More protection for holidaymakers

EU Ministers in the Competitiveness Council reached a political agreement on 28 May concerning a set of rules aimed at extending protection for holidaymakers. According to Věra Jourová, Commissioner for Justice, Consumers and Gender Equality, this move will bridge the gap that now exists between package holidays and the demands of the new digital age: “This is why new EU rules will soon cover over 120 million holidaymakers who book combined travel online, adapting the EU rules on package travel to the digital age. Travelers will clearly know what they are buying and what their rights are, especially if something goes wrong during their holidays.”

The new rules will lead to wider coverage, targeting not only traditional package holidays but also providing protection to the 120 million consumers looking to book other forms of combined travel. These self-chosen combinations, especially when done online, are left unprotected by the 1990 EU Package Travel Directive.

As underlined in the European Commission press release, when implemented, the new legal requirements will do a lot for both consumers and businesses alike. Under the new arrangements, travelers will be able to cancel their holiday free of change if the providers decide to increase the package price by more than 8%. Free cancelation will also be possible under exceptional and unforeseen circumstances.

When something goes awry with your holiday, it tends to get confusing when it comes to recognizing the liable party. This is bound to change once the new rules come into force; in all EU member states the organizers of the package will be solely responsible to deal with the problem. The same goes for traders who make booking errors regarding packages and travel arrangements.

Consumers will also be better informed. The new rules demand that organizers offer support to distressed travelers both with clearer information and assistance making alternative travel plans, and even additional accommodation if need be. Also for the wariest of us, there is even more to feel relieved about. In case your package organizer goes bankrupt you will get your money back, as financial responsibilities will now extend to all travel arrangements included in the package. Facilitators of said arrangements will have to secure your refund and repatriation in case of bankruptcy.

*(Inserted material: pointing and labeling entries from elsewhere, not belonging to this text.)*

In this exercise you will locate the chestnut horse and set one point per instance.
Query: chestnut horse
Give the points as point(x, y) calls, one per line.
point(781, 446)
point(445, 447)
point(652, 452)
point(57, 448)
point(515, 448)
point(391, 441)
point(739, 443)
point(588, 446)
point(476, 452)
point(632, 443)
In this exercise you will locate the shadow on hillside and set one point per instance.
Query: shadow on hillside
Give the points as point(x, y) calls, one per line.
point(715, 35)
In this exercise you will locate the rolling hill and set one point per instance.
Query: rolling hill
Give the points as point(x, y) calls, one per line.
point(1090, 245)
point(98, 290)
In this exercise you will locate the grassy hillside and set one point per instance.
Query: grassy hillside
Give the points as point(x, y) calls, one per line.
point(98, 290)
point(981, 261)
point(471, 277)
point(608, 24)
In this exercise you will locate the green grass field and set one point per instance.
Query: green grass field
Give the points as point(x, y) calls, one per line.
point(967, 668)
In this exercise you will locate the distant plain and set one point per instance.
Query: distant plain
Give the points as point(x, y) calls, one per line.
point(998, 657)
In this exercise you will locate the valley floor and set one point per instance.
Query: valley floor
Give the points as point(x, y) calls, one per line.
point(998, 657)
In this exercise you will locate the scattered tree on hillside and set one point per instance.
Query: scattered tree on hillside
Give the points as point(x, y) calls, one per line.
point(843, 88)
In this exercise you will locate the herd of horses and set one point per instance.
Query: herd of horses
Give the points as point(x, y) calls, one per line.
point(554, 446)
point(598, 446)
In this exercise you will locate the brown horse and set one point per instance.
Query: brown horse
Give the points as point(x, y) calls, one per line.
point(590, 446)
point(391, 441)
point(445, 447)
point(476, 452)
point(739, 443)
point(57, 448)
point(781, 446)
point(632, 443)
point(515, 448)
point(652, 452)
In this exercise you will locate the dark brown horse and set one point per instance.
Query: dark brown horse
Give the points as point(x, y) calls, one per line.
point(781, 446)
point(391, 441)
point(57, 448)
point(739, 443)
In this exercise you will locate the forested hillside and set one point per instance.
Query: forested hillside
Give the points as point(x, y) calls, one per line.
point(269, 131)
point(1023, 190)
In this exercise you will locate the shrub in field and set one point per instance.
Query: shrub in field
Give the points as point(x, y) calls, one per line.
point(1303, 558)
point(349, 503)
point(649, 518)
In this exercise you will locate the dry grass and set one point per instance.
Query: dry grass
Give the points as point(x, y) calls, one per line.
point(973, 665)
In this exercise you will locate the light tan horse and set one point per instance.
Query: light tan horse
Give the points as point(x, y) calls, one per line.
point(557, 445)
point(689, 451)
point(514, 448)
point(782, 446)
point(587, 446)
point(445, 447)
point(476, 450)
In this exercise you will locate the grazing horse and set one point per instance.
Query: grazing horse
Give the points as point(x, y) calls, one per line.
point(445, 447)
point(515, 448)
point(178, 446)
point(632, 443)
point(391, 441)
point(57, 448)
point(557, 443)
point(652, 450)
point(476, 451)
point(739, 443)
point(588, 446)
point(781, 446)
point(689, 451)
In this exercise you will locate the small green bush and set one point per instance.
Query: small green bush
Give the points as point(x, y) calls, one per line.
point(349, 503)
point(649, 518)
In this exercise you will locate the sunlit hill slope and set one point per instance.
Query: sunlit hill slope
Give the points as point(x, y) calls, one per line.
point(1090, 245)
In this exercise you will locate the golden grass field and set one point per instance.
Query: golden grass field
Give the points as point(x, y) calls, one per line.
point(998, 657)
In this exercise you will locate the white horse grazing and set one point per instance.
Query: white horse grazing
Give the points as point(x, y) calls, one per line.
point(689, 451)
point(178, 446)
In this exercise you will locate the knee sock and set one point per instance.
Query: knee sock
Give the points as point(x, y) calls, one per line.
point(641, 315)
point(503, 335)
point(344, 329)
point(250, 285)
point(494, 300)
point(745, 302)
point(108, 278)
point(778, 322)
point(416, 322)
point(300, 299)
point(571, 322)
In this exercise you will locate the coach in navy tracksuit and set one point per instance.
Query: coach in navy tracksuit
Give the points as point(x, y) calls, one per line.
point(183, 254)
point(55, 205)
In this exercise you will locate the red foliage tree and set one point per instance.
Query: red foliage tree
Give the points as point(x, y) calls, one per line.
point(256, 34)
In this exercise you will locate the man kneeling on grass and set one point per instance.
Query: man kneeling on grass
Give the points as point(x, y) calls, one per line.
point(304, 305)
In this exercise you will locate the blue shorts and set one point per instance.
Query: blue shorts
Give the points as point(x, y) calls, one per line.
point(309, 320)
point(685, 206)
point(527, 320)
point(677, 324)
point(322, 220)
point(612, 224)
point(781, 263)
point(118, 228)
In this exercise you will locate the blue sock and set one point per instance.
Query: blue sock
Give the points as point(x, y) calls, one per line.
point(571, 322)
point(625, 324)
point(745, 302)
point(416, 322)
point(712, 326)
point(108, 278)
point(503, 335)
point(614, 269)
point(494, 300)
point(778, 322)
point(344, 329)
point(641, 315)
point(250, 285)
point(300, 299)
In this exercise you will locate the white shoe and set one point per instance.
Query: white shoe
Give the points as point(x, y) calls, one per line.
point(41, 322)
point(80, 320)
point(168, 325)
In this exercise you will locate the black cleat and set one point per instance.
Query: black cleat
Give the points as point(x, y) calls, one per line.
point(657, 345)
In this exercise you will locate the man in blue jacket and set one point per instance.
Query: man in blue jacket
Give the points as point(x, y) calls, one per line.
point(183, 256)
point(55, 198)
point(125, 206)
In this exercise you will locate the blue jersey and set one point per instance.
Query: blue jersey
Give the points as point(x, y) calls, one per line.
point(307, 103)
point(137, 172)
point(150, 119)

Businesses will see the new measures playing out to their advantage as well. The common set of rules that will apply to everyone within the European Union means that business across the EU will be competing on a level playing field. The modernized rules will help stave off overregulation, as requirements, including insolvency schemes, force companies  to standardize and recognize rules  in all of the 28 member states.

Don’t expect the change to happen overnight. The sensible approach to EU legislative process tells us that this summer, and very likely the next two, we will be traveling under the same provisions. We can only expect to take full advantage of the new rules once the European Parliament endorses the agreement in June, followed by the Council’s formal approval due to happen sometime in September or October. Only then will the member states be compelled to implement the new rules, and they will have a full two years to do so. Businesses then will have a further 6 months to adapt and comply.